Influence of chemistry and fiber diameter of electrospun PLA, PCL and their blend membranes, intended as cell supports, on their biological behavior

Abstract

[EN] The prevalence of osteoarthritis, a degenerative cartilage disease that causes joint surface erosion and loss of mobility, emphasizes the need of producing a functional articular cartilage replacement. Tissue engineering has been the focus of recent research as a possible strategy for cartilage regeneration and repair. The most widely used technique for the manufacture of nanofibers is polymer electrospinning. Polylactic acid (PLA) and polycaprolactone (PCL) have been proved particularly suitable for nanofiber preparation, with many biomedical applications. The main aim of this work was to evaluate the behavior of adipose tissue-derived mesenchymal stem cells (ASCs) cultured on biomaterials of PLA, PCL and a combination of both (PLA/PCL), manufactured by electrospinning.
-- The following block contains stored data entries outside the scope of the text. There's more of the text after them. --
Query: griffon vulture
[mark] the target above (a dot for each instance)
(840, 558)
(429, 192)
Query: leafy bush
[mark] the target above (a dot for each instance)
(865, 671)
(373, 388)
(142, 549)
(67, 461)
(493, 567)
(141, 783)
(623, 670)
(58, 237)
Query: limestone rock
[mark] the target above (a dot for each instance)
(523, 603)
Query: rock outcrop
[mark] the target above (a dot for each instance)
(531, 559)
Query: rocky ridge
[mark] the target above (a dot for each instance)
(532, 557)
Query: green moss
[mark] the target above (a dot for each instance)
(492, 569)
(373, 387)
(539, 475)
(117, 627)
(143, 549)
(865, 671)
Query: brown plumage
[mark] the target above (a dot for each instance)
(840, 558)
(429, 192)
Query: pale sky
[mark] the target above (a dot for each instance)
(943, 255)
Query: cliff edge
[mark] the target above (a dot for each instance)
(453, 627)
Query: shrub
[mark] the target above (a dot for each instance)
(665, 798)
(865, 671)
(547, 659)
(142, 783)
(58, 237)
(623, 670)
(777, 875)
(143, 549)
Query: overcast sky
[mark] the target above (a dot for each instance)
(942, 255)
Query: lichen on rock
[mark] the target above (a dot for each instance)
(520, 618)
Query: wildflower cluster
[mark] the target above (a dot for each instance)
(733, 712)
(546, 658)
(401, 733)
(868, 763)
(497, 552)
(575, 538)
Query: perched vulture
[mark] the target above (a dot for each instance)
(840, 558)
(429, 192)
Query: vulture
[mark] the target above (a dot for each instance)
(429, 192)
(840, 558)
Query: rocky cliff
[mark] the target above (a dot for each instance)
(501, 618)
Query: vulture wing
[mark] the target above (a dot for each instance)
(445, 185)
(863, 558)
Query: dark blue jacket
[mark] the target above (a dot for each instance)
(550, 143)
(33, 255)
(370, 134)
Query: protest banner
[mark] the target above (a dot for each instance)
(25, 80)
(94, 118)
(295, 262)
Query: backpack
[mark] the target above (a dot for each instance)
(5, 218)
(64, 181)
We analyzed the bioactive properties of these cells in cultures on them, in terms of proliferation, adhesion, morphology, viability and differentiation. In addition, the influence of the thickness of the fibers in each biomaterial on these cellular characteristics was evaluated for their use in Cartilage Regenerative Medicine applications to promote chondrogenic differentiation. Depending on the parameter assessed, different results were obtained on each biomaterial. Using both polymers successful results on cellular viability were obtained, although in the case of PCL the cellular response in all the experiments was significantly better. As for the blends, positive outcomes were obtained, but they did not overtake the characteristics of PCL. Interestingly, ASCs were able to differentiate into chondrocytes without adding specific chondrogenic media in the three biomaterials tested. Moreover, a marked cell differentiation on PCL with 1.8 μm-fiber diameter and PLA/PCL blends was observed. These findings may play a key role in cartilage Regenerative Medicine and Tissue Engineering.